Tuttavia, quando si parla di Italiani all’estero, molti pensano solo alla “fuga di cervelli” e all’impoverimento socio-economico del paese che il flusso migratorio di persone di talento e di alta specializzazione comporta, ma dietro a questo fiume di giovani expat trai i 20 e i 40 anni col passaporto in tasca, c’è molto di più.

Cambiare paese, lasciarsi dietro la famiglia, gli amici, la propria terra e la propria lingua materna richiede tanti sacrifici, coraggio, determinazione e una volontà di reinventarsi continuamente, la capacità di adattarsi ad un nuovo modo di vivere, a nuove consuetudini sociali e culturali, il tentativo di essere vicini ai propri cari anche se a distanza, soprattutto nei momenti difficili,… Tutto ciò può generare stress, carico mentale, disagio emotivo, frustrazione.
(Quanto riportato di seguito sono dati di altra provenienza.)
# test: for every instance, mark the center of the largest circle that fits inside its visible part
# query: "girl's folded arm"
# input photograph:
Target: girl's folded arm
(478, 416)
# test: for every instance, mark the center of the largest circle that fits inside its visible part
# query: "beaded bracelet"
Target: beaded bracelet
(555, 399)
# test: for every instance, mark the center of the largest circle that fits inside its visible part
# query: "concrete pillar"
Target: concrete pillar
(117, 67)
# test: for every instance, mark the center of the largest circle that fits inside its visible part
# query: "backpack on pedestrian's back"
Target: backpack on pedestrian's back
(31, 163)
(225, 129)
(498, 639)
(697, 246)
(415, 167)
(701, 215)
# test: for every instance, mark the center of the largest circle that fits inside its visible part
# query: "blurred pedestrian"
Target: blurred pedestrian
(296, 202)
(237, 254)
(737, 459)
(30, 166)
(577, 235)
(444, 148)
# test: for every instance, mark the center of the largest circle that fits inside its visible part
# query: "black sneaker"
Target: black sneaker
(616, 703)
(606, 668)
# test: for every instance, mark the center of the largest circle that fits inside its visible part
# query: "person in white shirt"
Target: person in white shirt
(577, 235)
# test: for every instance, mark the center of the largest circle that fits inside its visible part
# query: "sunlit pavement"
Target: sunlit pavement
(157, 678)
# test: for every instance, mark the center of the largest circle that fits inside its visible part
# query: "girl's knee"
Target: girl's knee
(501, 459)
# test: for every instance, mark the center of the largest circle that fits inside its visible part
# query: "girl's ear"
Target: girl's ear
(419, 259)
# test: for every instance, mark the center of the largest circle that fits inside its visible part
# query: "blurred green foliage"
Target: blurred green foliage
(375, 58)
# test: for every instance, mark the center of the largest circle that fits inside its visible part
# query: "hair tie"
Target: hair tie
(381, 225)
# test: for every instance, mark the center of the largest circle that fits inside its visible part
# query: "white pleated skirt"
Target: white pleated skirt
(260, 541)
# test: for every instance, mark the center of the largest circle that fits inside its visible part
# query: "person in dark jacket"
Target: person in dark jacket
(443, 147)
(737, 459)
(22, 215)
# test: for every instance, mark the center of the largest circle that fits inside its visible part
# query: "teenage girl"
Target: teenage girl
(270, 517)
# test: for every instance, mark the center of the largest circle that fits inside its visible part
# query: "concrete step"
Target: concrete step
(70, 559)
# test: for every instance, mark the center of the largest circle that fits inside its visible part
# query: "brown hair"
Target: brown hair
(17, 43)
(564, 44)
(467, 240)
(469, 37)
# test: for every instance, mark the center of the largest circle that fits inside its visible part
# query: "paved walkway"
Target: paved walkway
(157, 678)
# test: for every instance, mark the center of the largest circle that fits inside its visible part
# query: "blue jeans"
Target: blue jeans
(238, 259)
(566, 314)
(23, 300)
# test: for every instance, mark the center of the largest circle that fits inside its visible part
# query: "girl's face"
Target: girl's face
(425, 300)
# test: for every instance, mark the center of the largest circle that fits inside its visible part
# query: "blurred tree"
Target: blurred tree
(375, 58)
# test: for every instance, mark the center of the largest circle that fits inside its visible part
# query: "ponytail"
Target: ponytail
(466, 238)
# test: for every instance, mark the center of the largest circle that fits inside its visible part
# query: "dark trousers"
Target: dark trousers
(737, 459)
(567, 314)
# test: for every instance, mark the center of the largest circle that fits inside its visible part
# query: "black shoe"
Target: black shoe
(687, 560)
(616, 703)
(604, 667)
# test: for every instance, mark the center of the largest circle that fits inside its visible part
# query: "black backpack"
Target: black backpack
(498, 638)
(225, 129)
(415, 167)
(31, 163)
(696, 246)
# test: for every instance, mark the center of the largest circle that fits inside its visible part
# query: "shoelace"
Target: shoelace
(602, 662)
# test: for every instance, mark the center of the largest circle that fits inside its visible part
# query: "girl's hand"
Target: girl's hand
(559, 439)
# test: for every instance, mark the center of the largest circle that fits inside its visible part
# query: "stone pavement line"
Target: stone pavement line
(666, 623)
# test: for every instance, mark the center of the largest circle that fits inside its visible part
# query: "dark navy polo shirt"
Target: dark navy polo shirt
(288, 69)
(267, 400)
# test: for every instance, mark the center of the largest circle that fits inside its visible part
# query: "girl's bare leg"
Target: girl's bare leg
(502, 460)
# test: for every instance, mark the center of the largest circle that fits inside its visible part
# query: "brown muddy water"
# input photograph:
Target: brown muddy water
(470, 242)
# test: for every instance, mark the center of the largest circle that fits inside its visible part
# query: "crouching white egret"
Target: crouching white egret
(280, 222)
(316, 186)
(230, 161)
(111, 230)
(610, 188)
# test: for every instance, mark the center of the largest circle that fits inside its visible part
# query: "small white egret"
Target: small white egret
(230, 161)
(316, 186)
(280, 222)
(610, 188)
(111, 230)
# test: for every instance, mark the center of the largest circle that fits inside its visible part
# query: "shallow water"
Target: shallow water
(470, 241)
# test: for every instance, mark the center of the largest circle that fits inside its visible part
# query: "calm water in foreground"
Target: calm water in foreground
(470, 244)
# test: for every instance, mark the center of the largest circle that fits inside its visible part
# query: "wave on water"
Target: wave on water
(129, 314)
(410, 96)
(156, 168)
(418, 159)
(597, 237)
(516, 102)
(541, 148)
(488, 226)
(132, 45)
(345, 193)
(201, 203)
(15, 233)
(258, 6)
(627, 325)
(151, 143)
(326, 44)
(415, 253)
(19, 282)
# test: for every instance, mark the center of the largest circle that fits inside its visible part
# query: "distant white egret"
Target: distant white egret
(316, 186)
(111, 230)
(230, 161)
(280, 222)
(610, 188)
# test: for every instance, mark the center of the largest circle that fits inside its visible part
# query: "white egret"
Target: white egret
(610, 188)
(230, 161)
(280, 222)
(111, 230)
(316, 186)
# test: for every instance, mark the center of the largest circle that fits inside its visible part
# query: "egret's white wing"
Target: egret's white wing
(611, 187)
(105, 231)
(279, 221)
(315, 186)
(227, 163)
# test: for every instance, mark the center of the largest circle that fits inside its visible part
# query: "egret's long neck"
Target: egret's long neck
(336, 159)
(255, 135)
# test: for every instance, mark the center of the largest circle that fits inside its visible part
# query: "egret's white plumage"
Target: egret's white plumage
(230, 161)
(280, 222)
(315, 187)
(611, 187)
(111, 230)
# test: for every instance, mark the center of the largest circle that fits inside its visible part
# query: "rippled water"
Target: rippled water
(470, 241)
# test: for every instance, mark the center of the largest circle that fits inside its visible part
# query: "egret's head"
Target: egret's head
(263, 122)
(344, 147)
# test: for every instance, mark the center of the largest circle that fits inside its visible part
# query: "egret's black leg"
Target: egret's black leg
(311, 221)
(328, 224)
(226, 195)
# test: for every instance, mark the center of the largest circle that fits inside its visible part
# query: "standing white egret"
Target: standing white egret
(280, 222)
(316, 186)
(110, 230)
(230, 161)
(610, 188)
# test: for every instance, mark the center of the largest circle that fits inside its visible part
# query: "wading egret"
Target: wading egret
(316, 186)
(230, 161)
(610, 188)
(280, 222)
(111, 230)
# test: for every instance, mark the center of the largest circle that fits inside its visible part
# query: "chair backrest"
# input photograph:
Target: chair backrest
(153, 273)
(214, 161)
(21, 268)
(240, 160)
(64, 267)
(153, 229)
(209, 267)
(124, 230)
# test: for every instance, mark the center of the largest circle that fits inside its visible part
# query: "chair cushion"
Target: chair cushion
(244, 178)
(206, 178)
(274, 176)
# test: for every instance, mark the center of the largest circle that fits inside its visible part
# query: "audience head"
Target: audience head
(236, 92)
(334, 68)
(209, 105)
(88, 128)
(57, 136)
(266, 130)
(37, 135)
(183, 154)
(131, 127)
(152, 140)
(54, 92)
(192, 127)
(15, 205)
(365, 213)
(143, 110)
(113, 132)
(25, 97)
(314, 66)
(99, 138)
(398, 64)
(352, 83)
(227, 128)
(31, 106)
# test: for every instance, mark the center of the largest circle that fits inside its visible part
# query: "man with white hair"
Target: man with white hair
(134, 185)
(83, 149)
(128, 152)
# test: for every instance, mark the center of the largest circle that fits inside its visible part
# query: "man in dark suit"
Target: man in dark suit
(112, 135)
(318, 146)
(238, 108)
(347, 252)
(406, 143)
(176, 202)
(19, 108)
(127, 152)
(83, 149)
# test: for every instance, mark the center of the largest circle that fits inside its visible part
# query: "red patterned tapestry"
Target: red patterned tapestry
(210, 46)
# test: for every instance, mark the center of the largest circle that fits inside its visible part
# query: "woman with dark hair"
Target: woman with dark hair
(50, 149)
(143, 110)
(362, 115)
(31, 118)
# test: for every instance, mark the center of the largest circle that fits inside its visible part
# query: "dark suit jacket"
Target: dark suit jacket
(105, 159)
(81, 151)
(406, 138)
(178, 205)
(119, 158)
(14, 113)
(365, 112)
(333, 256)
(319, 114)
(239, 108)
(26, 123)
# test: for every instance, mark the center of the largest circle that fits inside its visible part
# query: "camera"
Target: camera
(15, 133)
Secondo l’Istat, gli Italiani all’estero sono circa 6 milioni ed aumentano di anno in anno. Cercano uno stipendio più alto, una qualità di vita migliore (servizi, sanità, istruzione), maggiore possibilità di crescita professionale e personale.

Nutrono spesso la speranza di tornare indietro anche se l’Italia non dà loro un reale motivo per farlo perché qui gli stipendi sono più bassi della media europea. E allora che fare: tentare la sorte all’estero oppure arrancare in paese e rinunciare al proprio futuro?

La nostalgia di casa e i sensi di colpa dell’espatriato

Il peso della solitudine può essere schiacciante nella vita degli expat. Ricostruirsi da soli, lontano da tutti richiede una grande forza interiore che tempra, rende più forti e allo stesso tempo vulnerabili, ma soprattutto più consapevoli del valore degli affetti. Per loro, la mancanza si sente nei momenti difficili e tristi, ma ancora di più in quelli felici: una nascita, un fidanzamento, un successo finalmente raggiunto, o semplicemente la festa di compleanno.

Per gli expat, i piccoli rituali famigliari, gli usi e costumi del paese d’origine parlano di radici, di sicurezza, di un tipo di serenità che porta con sé il profumo della nostalgia e la consapevolezza che vanno vissuti con attenzione, momento dopo momento come se fossero nutrimento per il cuore e l’anima, perché dureranno solo il tempo di una breve rimpatriata.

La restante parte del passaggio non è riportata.